Building Immunity
Forbes India|September 11, 2020
Indian pharma’s dependence on Chinese imports can be reduced only by developing a domestic ecosystem that boosts and supports drug manufacturers
PRANIT SARDA
Building Immunity

A global phenomenon that the Covid-19 pandemic exposed was the world’s reliance on China for various manufactured goods and raw materials. For India, its dependence on its eastern neighbour for numerous goods—electronics and electricals, automobile components and even personal protective equipment (PPEs)—was a stark reminder of the country’s lack of manufacturing prowess.

One of the sectors in which this was acutely felt was the pharma industry, which imports almost 70 percent of its requirement of APIs (active pharmaceutical ingredient)—also known as bulk drugs, they are the active ingredient in medicines—from China.

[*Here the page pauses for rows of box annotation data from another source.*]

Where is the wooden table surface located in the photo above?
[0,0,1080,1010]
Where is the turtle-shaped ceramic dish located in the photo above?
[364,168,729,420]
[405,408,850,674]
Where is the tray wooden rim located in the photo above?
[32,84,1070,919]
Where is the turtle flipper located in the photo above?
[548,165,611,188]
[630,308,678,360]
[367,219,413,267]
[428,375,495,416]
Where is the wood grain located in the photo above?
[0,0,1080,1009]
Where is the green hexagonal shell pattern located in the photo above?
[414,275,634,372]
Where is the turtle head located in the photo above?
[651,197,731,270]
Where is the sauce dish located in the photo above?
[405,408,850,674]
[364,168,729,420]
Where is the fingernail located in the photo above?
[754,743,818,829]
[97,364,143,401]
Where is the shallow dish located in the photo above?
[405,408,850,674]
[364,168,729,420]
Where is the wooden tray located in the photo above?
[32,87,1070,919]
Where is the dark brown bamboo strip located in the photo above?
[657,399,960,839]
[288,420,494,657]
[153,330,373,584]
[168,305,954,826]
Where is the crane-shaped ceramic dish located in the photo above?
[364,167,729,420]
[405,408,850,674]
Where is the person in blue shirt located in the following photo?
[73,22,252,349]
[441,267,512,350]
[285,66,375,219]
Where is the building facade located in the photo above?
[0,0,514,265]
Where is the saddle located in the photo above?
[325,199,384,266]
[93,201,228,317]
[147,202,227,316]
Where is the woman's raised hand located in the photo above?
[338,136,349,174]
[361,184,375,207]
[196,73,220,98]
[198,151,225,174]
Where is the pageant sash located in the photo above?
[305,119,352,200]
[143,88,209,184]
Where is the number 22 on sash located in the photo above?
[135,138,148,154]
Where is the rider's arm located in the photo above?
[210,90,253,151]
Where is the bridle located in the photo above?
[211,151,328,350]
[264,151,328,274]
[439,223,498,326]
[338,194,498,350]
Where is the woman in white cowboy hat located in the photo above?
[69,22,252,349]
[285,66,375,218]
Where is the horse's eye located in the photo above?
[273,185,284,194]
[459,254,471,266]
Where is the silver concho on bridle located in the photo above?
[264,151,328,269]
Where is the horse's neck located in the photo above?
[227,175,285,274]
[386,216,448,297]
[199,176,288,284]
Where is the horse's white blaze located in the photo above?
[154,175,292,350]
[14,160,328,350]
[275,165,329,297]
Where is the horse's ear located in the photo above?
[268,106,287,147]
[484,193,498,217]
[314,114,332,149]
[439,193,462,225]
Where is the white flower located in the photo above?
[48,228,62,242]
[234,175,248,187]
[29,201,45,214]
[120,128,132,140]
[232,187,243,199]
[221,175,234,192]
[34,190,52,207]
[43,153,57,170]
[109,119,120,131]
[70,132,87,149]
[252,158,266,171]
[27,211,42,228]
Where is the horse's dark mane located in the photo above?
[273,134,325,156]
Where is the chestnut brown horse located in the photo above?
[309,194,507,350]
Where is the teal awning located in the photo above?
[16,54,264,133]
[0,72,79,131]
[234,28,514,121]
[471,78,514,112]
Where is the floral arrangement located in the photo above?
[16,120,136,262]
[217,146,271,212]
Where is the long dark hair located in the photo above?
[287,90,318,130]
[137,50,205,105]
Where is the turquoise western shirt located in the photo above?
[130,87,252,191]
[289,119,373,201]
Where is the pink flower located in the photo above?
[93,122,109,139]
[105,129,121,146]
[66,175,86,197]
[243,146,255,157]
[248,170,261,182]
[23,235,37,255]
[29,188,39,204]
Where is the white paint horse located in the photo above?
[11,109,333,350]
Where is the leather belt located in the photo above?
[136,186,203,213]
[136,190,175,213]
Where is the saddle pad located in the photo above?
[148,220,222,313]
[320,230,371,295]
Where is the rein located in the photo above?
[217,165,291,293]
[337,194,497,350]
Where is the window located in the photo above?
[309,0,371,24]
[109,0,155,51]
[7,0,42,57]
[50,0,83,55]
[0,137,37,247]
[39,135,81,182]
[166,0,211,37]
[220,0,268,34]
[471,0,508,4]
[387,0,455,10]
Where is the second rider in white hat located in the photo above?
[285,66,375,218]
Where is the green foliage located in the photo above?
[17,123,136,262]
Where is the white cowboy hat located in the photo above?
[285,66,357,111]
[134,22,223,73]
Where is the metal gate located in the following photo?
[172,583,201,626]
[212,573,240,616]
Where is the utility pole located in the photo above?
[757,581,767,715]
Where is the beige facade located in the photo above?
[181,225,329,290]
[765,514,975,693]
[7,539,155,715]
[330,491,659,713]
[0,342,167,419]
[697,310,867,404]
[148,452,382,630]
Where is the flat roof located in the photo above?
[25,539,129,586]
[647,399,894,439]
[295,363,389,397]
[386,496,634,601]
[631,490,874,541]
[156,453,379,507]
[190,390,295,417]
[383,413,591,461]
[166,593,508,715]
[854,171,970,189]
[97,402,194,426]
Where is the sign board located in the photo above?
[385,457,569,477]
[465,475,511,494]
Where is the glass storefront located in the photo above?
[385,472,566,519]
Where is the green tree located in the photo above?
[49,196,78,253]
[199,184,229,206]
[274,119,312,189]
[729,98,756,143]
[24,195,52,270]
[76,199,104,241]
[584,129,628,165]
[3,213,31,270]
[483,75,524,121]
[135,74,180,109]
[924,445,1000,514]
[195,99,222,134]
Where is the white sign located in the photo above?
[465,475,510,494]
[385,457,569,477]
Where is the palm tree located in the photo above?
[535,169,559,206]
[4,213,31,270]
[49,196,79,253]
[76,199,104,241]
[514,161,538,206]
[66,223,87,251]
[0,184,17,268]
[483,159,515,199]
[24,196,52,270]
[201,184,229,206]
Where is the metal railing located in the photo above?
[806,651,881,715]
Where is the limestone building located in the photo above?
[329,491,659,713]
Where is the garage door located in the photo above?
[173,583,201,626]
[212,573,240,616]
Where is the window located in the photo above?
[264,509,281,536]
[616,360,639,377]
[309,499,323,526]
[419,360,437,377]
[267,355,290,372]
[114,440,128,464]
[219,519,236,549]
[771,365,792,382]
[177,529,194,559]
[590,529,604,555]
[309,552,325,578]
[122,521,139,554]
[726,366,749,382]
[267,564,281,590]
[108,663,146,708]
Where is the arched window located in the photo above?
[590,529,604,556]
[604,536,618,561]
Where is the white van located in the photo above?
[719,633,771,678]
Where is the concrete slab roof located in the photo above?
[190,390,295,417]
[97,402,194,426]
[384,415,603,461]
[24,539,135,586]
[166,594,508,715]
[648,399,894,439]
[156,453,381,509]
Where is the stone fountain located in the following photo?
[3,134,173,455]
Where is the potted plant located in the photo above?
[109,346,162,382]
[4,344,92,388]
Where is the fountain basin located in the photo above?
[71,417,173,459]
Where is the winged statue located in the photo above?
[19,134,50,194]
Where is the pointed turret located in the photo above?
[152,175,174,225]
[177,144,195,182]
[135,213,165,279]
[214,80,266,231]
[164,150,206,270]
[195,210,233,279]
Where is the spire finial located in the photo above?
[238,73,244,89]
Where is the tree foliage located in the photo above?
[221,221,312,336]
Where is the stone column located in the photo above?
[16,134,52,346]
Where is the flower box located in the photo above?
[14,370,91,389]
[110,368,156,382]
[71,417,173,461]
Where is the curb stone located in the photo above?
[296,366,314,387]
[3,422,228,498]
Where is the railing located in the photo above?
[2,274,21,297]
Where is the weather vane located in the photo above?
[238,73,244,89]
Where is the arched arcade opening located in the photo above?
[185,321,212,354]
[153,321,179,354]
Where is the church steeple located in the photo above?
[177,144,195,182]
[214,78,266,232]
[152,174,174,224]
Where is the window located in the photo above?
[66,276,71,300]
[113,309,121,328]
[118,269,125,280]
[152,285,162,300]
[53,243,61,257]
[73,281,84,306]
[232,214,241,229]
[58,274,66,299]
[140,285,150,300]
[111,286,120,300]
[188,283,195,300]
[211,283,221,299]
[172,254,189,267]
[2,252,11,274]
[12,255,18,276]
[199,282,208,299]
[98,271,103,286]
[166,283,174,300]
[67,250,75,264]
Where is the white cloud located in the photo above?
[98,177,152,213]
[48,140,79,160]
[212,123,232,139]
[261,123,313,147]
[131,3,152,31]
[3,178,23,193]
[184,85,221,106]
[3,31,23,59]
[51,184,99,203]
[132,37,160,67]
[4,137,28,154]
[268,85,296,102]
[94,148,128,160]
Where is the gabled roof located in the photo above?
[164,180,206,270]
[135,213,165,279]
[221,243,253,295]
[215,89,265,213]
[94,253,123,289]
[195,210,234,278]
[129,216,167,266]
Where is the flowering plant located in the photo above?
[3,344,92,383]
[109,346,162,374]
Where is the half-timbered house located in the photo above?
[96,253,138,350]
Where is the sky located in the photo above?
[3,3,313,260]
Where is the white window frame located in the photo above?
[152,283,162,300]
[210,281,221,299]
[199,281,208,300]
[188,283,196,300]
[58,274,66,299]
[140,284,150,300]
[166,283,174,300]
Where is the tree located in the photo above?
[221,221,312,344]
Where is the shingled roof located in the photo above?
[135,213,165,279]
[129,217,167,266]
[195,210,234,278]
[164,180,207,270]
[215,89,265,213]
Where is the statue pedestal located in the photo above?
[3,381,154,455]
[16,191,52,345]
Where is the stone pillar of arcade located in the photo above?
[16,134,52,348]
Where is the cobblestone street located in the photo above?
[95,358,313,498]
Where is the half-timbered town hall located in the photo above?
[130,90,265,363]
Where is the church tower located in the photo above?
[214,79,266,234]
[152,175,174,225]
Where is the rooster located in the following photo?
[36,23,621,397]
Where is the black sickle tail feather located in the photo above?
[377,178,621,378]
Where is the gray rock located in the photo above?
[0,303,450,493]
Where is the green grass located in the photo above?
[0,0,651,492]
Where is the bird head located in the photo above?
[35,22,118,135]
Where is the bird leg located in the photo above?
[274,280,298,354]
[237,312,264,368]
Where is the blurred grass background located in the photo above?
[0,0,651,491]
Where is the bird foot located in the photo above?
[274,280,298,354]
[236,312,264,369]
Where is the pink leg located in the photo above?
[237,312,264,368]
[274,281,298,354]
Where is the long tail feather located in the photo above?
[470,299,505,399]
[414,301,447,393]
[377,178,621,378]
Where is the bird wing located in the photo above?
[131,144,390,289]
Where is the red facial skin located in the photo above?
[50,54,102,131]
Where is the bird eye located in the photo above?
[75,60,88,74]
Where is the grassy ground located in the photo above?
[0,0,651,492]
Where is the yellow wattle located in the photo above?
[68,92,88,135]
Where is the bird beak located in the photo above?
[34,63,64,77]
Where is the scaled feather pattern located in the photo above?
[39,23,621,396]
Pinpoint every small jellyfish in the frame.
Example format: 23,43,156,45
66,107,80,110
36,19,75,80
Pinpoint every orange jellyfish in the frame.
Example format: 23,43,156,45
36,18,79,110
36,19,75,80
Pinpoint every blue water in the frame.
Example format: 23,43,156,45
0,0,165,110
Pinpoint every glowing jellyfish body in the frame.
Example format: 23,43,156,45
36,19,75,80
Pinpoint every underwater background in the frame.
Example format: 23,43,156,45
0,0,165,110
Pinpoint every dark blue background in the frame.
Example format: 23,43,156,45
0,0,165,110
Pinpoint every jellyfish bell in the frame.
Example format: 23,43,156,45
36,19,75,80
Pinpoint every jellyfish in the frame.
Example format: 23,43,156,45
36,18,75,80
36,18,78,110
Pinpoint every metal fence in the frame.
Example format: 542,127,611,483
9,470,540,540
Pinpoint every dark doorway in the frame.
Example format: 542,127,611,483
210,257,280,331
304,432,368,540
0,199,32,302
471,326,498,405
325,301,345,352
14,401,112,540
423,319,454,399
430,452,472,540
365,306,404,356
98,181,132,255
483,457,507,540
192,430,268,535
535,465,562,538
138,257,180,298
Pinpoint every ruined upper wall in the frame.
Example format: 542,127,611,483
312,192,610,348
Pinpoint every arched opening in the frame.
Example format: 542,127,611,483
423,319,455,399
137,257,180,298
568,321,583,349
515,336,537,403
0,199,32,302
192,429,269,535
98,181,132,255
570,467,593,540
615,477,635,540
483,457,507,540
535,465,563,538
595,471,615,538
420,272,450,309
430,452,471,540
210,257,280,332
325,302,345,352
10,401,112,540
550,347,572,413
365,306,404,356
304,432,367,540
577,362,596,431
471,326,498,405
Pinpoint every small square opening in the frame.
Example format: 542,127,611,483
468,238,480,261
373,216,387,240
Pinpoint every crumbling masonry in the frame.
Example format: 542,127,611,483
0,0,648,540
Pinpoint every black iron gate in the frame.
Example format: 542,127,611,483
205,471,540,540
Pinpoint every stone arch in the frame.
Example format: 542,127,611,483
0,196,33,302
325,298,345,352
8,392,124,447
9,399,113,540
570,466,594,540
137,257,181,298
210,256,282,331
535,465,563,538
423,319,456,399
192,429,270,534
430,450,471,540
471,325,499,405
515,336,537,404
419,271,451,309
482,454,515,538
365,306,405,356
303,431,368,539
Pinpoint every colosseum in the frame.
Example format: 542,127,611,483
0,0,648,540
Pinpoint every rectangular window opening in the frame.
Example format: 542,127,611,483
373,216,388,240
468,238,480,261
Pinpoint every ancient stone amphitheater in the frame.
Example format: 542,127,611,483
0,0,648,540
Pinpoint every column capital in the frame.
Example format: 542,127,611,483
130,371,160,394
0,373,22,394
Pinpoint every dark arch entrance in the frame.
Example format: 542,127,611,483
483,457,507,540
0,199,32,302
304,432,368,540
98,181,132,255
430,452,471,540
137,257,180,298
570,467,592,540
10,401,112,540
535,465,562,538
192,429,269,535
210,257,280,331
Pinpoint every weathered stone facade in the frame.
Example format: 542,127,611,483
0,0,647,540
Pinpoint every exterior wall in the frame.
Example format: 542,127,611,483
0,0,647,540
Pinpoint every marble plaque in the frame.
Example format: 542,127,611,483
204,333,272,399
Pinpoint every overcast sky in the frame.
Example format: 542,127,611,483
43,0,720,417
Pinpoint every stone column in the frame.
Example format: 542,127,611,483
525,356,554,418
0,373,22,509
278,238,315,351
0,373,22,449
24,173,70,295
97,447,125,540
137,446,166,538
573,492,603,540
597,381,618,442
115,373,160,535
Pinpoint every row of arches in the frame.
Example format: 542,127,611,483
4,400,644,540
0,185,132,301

India imports APIs from the US (4 percent), Italy (3 percent) and Singapore and Hong Kong (2 percent each) as well. This, despite India contributing 20 percent of the world’s generic medicines in terms of volume, and supplying more than 60 percent of the globe’s demand for various vaccines and antiretroviral drugs. India meets 25 percent of the UK’s demand for medicines, and one in three pills consumed in the US. And yet, India’s import of APIs has only kept rising: It has increased by a CAGR of 8.3 percent between 2012 and 2019.

This, however, was not always the case.

In the Indian pharma industry, the movement to be atmanirbhar, or self-reliant, began decades ago with visionaries who are responsible for making Indian pharma an industry to reckon with globally. These include K Anji Reddy, who founded Dr Reddy’s Labs in 1984, and Yusuf Hamied under whom Cipla took shape in the same year (although it was nationalist father Khawaja Abdul Hamied who founded The Chemical, Industrial & Pharmaceuticals Labs pre-Independence). Then, there was inventor and chemist AV Rama Rao, who founded Avra Labs in 1995, to make APIs.